Whether out of suspected necessity or the drive to try and attract younger and younger fans as their careers went on, it’s very interesting how the band got more electronic/dance over the years, especially since they originally started out with singles like “Yellow” and “Sparks.” As the technology changes and the music industry adapts, it’s the youngest generation that can keep up, thus the move from alternative rock to dance-pop makes sense in theory, but with Mylo Xyloto only really making the big bucks because of their massive tour, and Ghost Stories being a huge flop in my eyes, but apparently not in the eyes of the Grammy’s (like, try to name one song from that record), the path to A Head Full of Dreams didn’t look incredibly promising.

Needless to say, I was surprised, not just because it takes really well crafted pop music for me to enjoy pop as a genre more than just club-dance music, but because it was Coldplay, and they were pulling off really good pop music. Other than the interlude’s, there really isn’t a track on A Head Full of Dreams that I don’t enjoy. While some may be a bit corny, it’s pop music. I do love how the President was sampled singing “Amazing Grace” on track 7, “Kaleidoscope,” the interlude into the second half of the record, and Obama still said that “How Much A Dollar Cost” by Kendrick Lamar was his favorite song of the year. I also love that Obama loves Kendrick Lamar and chose a song that wasn’t just one of the singles, though I digress.

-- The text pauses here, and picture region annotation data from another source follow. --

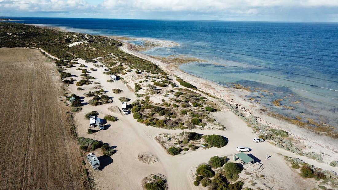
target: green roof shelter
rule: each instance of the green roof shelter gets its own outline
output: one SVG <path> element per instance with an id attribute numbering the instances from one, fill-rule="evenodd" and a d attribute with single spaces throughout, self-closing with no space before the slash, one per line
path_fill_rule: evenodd
<path id="1" fill-rule="evenodd" d="M 240 160 L 242 161 L 242 162 L 245 164 L 250 162 L 252 164 L 254 163 L 254 159 L 244 153 L 240 153 L 235 155 L 234 157 L 234 160 L 236 160 L 235 157 L 236 156 L 238 157 L 238 158 L 239 158 Z"/>

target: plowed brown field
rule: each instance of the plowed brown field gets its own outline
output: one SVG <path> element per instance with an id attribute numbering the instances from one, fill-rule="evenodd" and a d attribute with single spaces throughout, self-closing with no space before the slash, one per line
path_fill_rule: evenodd
<path id="1" fill-rule="evenodd" d="M 0 48 L 2 189 L 83 188 L 54 65 L 37 50 Z"/>

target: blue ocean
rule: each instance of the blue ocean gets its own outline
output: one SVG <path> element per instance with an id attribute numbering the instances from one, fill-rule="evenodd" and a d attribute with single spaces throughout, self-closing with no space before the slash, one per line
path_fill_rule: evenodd
<path id="1" fill-rule="evenodd" d="M 338 125 L 338 23 L 12 18 L 91 34 L 174 42 L 180 45 L 143 53 L 203 60 L 180 68 L 227 87 L 249 86 L 256 91 L 243 98 L 269 110 Z M 272 103 L 277 99 L 282 106 Z"/>

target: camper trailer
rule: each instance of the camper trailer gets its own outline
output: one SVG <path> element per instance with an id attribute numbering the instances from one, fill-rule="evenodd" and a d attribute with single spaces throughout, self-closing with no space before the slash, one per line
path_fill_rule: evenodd
<path id="1" fill-rule="evenodd" d="M 95 127 L 95 116 L 92 116 L 89 117 L 89 126 Z"/>
<path id="2" fill-rule="evenodd" d="M 100 130 L 104 129 L 104 127 L 103 127 L 103 119 L 101 118 L 96 117 L 96 119 L 95 120 L 95 125 L 99 126 L 99 129 Z"/>
<path id="3" fill-rule="evenodd" d="M 99 161 L 99 159 L 97 159 L 96 156 L 95 156 L 95 154 L 90 153 L 87 155 L 87 159 L 94 169 L 99 169 L 99 167 L 100 167 L 100 161 Z"/>

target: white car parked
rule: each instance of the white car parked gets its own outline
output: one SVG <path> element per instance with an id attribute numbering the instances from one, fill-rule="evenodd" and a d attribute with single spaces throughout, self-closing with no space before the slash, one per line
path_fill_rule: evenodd
<path id="1" fill-rule="evenodd" d="M 247 147 L 244 147 L 244 146 L 237 146 L 236 148 L 236 150 L 239 152 L 248 152 L 250 151 L 250 149 L 249 148 Z"/>
<path id="2" fill-rule="evenodd" d="M 254 138 L 252 140 L 255 142 L 264 142 L 264 140 L 261 138 Z"/>

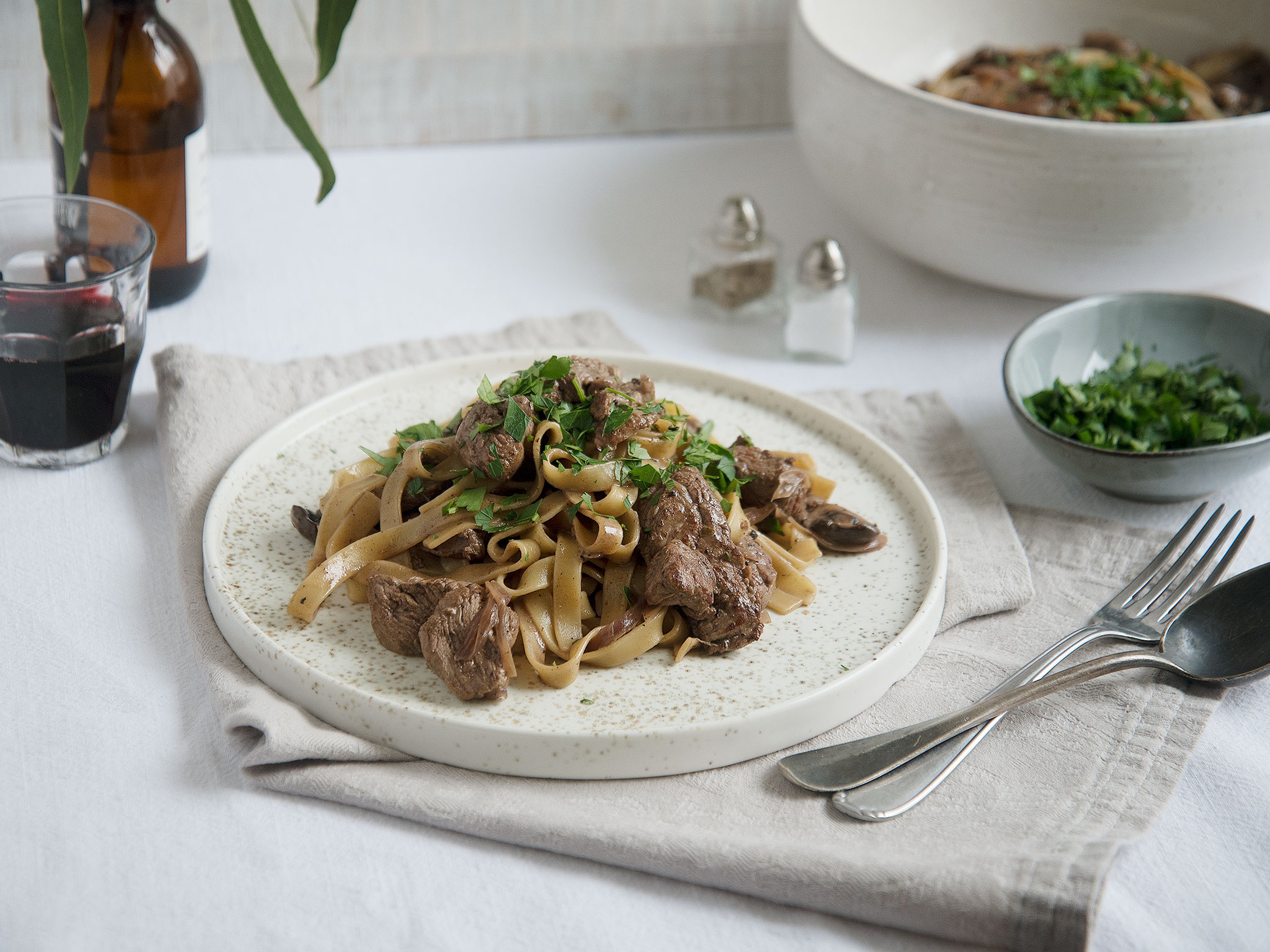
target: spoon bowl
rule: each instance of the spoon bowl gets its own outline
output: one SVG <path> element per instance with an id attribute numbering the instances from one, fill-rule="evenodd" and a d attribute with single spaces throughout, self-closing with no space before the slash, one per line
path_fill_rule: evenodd
<path id="1" fill-rule="evenodd" d="M 1160 668 L 1190 680 L 1223 685 L 1270 675 L 1270 562 L 1236 575 L 1191 602 L 1165 631 L 1158 651 L 1120 651 L 1096 658 L 1012 691 L 989 694 L 944 717 L 791 754 L 780 762 L 781 773 L 808 790 L 824 793 L 851 790 L 1019 704 L 1130 668 Z"/>
<path id="2" fill-rule="evenodd" d="M 1195 599 L 1160 652 L 1191 680 L 1242 684 L 1270 674 L 1270 564 Z"/>

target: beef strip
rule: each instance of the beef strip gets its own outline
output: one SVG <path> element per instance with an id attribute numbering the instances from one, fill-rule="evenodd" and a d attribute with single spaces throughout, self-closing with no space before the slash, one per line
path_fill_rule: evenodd
<path id="1" fill-rule="evenodd" d="M 740 487 L 744 506 L 762 508 L 776 503 L 801 522 L 812 496 L 812 477 L 794 465 L 794 457 L 752 447 L 743 439 L 732 444 L 737 459 L 737 479 L 748 480 Z"/>
<path id="2" fill-rule="evenodd" d="M 410 548 L 410 565 L 415 569 L 427 566 L 424 553 L 432 553 L 438 559 L 461 559 L 465 562 L 479 562 L 485 557 L 485 546 L 489 542 L 489 533 L 478 528 L 464 529 L 456 536 L 451 536 L 436 548 L 428 548 L 422 542 Z"/>
<path id="3" fill-rule="evenodd" d="M 530 404 L 528 399 L 523 396 L 512 399 L 532 420 L 533 405 Z M 489 473 L 490 461 L 499 459 L 503 463 L 503 475 L 491 476 L 491 479 L 512 479 L 521 468 L 521 463 L 525 462 L 525 448 L 533 440 L 533 428 L 528 426 L 525 430 L 525 439 L 517 440 L 499 425 L 505 415 L 505 400 L 500 404 L 486 404 L 484 400 L 478 400 L 467 409 L 462 423 L 458 424 L 457 433 L 458 456 L 464 461 L 464 466 Z M 480 426 L 491 426 L 491 429 L 481 432 Z"/>
<path id="4" fill-rule="evenodd" d="M 483 585 L 419 576 L 371 579 L 371 627 L 380 644 L 423 655 L 460 701 L 507 696 L 499 638 L 519 632 L 516 612 Z"/>
<path id="5" fill-rule="evenodd" d="M 679 467 L 668 486 L 639 500 L 636 512 L 648 600 L 678 605 L 711 654 L 757 640 L 776 570 L 754 538 L 732 541 L 723 506 L 701 472 Z"/>
<path id="6" fill-rule="evenodd" d="M 732 446 L 745 518 L 757 526 L 768 515 L 792 519 L 826 548 L 838 552 L 872 552 L 886 537 L 867 519 L 812 494 L 812 477 L 794 465 L 794 457 L 759 449 L 738 439 Z"/>
<path id="7" fill-rule="evenodd" d="M 626 396 L 615 393 L 615 390 Z M 601 449 L 622 446 L 634 439 L 635 434 L 641 429 L 648 429 L 657 423 L 658 414 L 645 413 L 639 409 L 640 405 L 652 404 L 654 400 L 657 400 L 657 391 L 653 387 L 653 381 L 643 373 L 635 380 L 625 382 L 610 381 L 603 390 L 599 390 L 591 399 L 591 416 L 596 421 L 596 446 Z M 630 418 L 613 428 L 612 432 L 606 432 L 606 421 L 610 414 L 618 406 L 631 406 L 634 409 Z"/>

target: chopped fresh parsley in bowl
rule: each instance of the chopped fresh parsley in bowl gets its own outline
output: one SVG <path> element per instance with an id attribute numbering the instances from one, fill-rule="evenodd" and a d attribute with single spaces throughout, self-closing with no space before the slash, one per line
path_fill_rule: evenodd
<path id="1" fill-rule="evenodd" d="M 1237 301 L 1081 298 L 1024 327 L 1002 377 L 1033 447 L 1113 495 L 1182 501 L 1270 466 L 1270 314 Z"/>
<path id="2" fill-rule="evenodd" d="M 1125 341 L 1105 371 L 1081 383 L 1054 381 L 1024 397 L 1038 423 L 1091 447 L 1153 453 L 1233 443 L 1270 432 L 1261 397 L 1203 357 L 1168 366 Z"/>

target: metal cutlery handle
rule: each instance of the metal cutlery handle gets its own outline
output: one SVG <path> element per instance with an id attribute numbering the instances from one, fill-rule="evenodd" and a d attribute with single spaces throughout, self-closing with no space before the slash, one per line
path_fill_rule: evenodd
<path id="1" fill-rule="evenodd" d="M 912 727 L 900 727 L 872 737 L 792 754 L 781 760 L 781 772 L 800 787 L 822 793 L 859 787 L 942 744 L 949 737 L 991 721 L 1019 704 L 1128 668 L 1162 668 L 1186 677 L 1185 671 L 1158 651 L 1121 651 L 1073 665 L 1058 674 L 993 694 L 961 711 Z"/>
<path id="2" fill-rule="evenodd" d="M 1027 684 L 1049 674 L 1054 668 L 1077 649 L 1102 637 L 1114 636 L 1113 628 L 1090 625 L 1078 628 L 1066 638 L 1041 651 L 1033 660 L 1006 678 L 1001 684 L 984 694 L 994 697 L 1002 692 Z M 922 802 L 927 795 L 939 787 L 944 779 L 958 768 L 988 731 L 997 726 L 1005 715 L 997 715 L 987 724 L 959 734 L 939 746 L 914 757 L 908 763 L 883 774 L 878 779 L 862 783 L 852 790 L 839 790 L 833 795 L 833 806 L 847 816 L 876 823 L 890 820 Z"/>

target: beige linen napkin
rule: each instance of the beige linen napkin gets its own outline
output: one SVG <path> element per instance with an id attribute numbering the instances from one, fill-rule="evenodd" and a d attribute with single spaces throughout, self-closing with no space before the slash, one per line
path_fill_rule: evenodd
<path id="1" fill-rule="evenodd" d="M 1167 800 L 1215 703 L 1210 693 L 1123 675 L 1038 702 L 1003 721 L 918 810 L 866 825 L 785 782 L 779 755 L 682 777 L 589 782 L 414 760 L 315 720 L 246 670 L 202 588 L 203 514 L 237 453 L 287 414 L 370 373 L 521 347 L 631 345 L 607 317 L 579 315 L 267 372 L 185 347 L 156 355 L 159 439 L 190 631 L 222 725 L 251 737 L 246 774 L 273 790 L 867 922 L 1020 949 L 1081 948 L 1116 845 Z M 1016 536 L 937 396 L 817 399 L 881 434 L 931 487 L 954 567 L 944 622 L 955 627 L 878 704 L 799 749 L 974 699 L 1078 626 L 1160 545 L 1158 533 L 1036 512 L 1019 514 Z M 1030 602 L 1019 537 L 1038 570 Z"/>

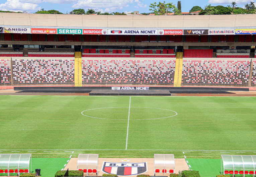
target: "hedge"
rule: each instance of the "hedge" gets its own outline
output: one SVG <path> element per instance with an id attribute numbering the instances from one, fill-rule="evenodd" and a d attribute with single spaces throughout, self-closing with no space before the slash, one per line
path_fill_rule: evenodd
<path id="1" fill-rule="evenodd" d="M 67 170 L 59 170 L 55 173 L 55 177 L 62 177 Z M 69 176 L 83 176 L 84 172 L 80 170 L 69 170 Z"/>
<path id="2" fill-rule="evenodd" d="M 179 174 L 171 173 L 170 174 L 170 177 L 179 177 Z"/>
<path id="3" fill-rule="evenodd" d="M 149 175 L 138 175 L 137 177 L 150 177 Z"/>
<path id="4" fill-rule="evenodd" d="M 21 173 L 20 177 L 35 177 L 35 173 Z"/>
<path id="5" fill-rule="evenodd" d="M 115 176 L 117 177 L 117 175 L 115 175 L 115 174 L 106 174 L 106 173 L 103 173 L 102 175 L 102 176 Z"/>
<path id="6" fill-rule="evenodd" d="M 184 170 L 181 174 L 181 177 L 200 177 L 198 171 Z"/>

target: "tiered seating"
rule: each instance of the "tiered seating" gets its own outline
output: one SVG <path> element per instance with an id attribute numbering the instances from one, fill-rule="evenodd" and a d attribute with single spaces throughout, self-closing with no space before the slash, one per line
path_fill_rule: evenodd
<path id="1" fill-rule="evenodd" d="M 115 37 L 115 36 L 114 36 Z M 111 36 L 111 35 L 110 36 Z M 119 35 L 118 36 L 118 41 L 120 42 L 124 42 L 124 36 L 123 35 Z M 115 40 L 114 42 L 115 42 Z"/>
<path id="2" fill-rule="evenodd" d="M 121 37 L 122 36 L 118 36 L 118 42 L 123 42 L 123 40 L 122 41 L 120 41 L 120 39 L 119 39 L 119 37 Z M 110 40 L 110 41 L 111 42 L 114 42 L 116 41 L 116 36 L 115 35 L 110 35 L 109 36 L 109 40 Z"/>
<path id="3" fill-rule="evenodd" d="M 73 84 L 74 65 L 74 60 L 13 60 L 13 84 Z"/>
<path id="4" fill-rule="evenodd" d="M 23 56 L 21 54 L 0 54 L 0 56 Z"/>
<path id="5" fill-rule="evenodd" d="M 201 42 L 207 42 L 208 36 L 206 35 L 202 35 L 201 37 Z"/>
<path id="6" fill-rule="evenodd" d="M 74 41 L 73 35 L 72 34 L 67 34 L 67 41 L 68 42 L 73 42 Z"/>
<path id="7" fill-rule="evenodd" d="M 233 42 L 234 41 L 234 35 L 228 35 L 228 42 Z"/>
<path id="8" fill-rule="evenodd" d="M 218 42 L 219 36 L 218 35 L 214 35 L 211 36 L 212 42 Z"/>
<path id="9" fill-rule="evenodd" d="M 59 41 L 59 42 L 64 42 L 65 41 L 65 36 L 64 34 L 58 34 Z"/>
<path id="10" fill-rule="evenodd" d="M 99 36 L 99 41 L 100 42 L 105 42 L 106 41 L 105 35 L 100 35 Z"/>
<path id="11" fill-rule="evenodd" d="M 250 62 L 183 60 L 182 84 L 247 86 Z"/>
<path id="12" fill-rule="evenodd" d="M 38 38 L 39 41 L 45 41 L 45 35 L 43 34 L 38 34 Z"/>
<path id="13" fill-rule="evenodd" d="M 197 39 L 198 41 L 198 39 Z M 169 40 L 167 41 L 169 42 L 181 42 L 181 36 L 169 36 Z"/>
<path id="14" fill-rule="evenodd" d="M 0 85 L 11 84 L 11 61 L 0 59 Z"/>
<path id="15" fill-rule="evenodd" d="M 186 42 L 198 42 L 198 39 L 199 36 L 198 35 L 186 36 Z"/>
<path id="16" fill-rule="evenodd" d="M 22 34 L 20 35 L 20 38 L 21 41 L 27 41 L 27 35 L 26 34 Z"/>
<path id="17" fill-rule="evenodd" d="M 156 36 L 155 35 L 150 36 L 149 39 L 151 42 L 156 42 Z"/>
<path id="18" fill-rule="evenodd" d="M 239 35 L 238 37 L 238 42 L 245 42 L 245 35 Z"/>
<path id="19" fill-rule="evenodd" d="M 227 36 L 225 35 L 221 35 L 221 42 L 227 42 Z"/>
<path id="20" fill-rule="evenodd" d="M 251 42 L 252 39 L 252 35 L 250 35 L 250 34 L 247 34 L 245 35 L 245 42 Z"/>
<path id="21" fill-rule="evenodd" d="M 166 36 L 161 35 L 160 36 L 160 41 L 158 42 L 166 42 L 167 38 Z"/>
<path id="22" fill-rule="evenodd" d="M 48 34 L 47 35 L 47 40 L 49 42 L 53 42 L 54 40 L 53 34 Z"/>
<path id="23" fill-rule="evenodd" d="M 252 65 L 252 86 L 256 86 L 256 61 L 254 61 Z"/>
<path id="24" fill-rule="evenodd" d="M 83 84 L 173 84 L 175 60 L 82 60 Z"/>
<path id="25" fill-rule="evenodd" d="M 140 35 L 136 35 L 135 36 L 136 42 L 141 42 L 141 36 Z"/>
<path id="26" fill-rule="evenodd" d="M 212 50 L 210 49 L 185 49 L 184 58 L 212 58 Z"/>
<path id="27" fill-rule="evenodd" d="M 32 34 L 32 41 L 38 41 L 38 36 L 37 34 Z"/>
<path id="28" fill-rule="evenodd" d="M 14 33 L 13 34 L 13 38 L 14 40 L 16 41 L 19 41 L 20 40 L 20 34 Z"/>
<path id="29" fill-rule="evenodd" d="M 54 54 L 47 54 L 47 53 L 45 53 L 46 54 L 42 54 L 44 53 L 39 53 L 37 54 L 28 54 L 28 56 L 31 57 L 74 57 L 75 55 L 73 54 L 64 54 L 65 53 L 61 53 L 62 54 L 56 54 L 58 53 Z"/>
<path id="30" fill-rule="evenodd" d="M 74 35 L 74 41 L 75 42 L 80 41 L 80 36 L 78 34 L 75 34 Z"/>
<path id="31" fill-rule="evenodd" d="M 10 33 L 4 33 L 5 40 L 12 40 L 11 36 Z"/>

Back to the record at hand, the thing that puts A Head Full of Dreams above other concert-fueled pop is in the writing and the instrumentation. Just about every song has a verse -> pre-chorus -> pre-chorus #2 -> chorus -> come down, aspect to it and they’re all catchy as hell. The instrumentation and production are also fantastic, with Will Champion pulling off some amazing aux. percussion parts, like those in “Hymn for the Weekend,” that really just complete the song.

Honestly, I was very surprised by the success of the record prior to my first listen. The surprise twisted upon itself after I had heard it fully, and my utter fascination of the record continues to this day. This isn’t some new teenage hopeful screaming into a microphone about the nightlife or whatever else, this is an experienced band who decided to make pop music and just needed some warming up. And maybe Chris Martin’s divorce to Gwyneth Paltrow brought him the inspiration he needed, there sure as hell are songs about it here. Regardless, it’s a surprisingly enjoyable record in my books, and a triumphant end to Coldplay.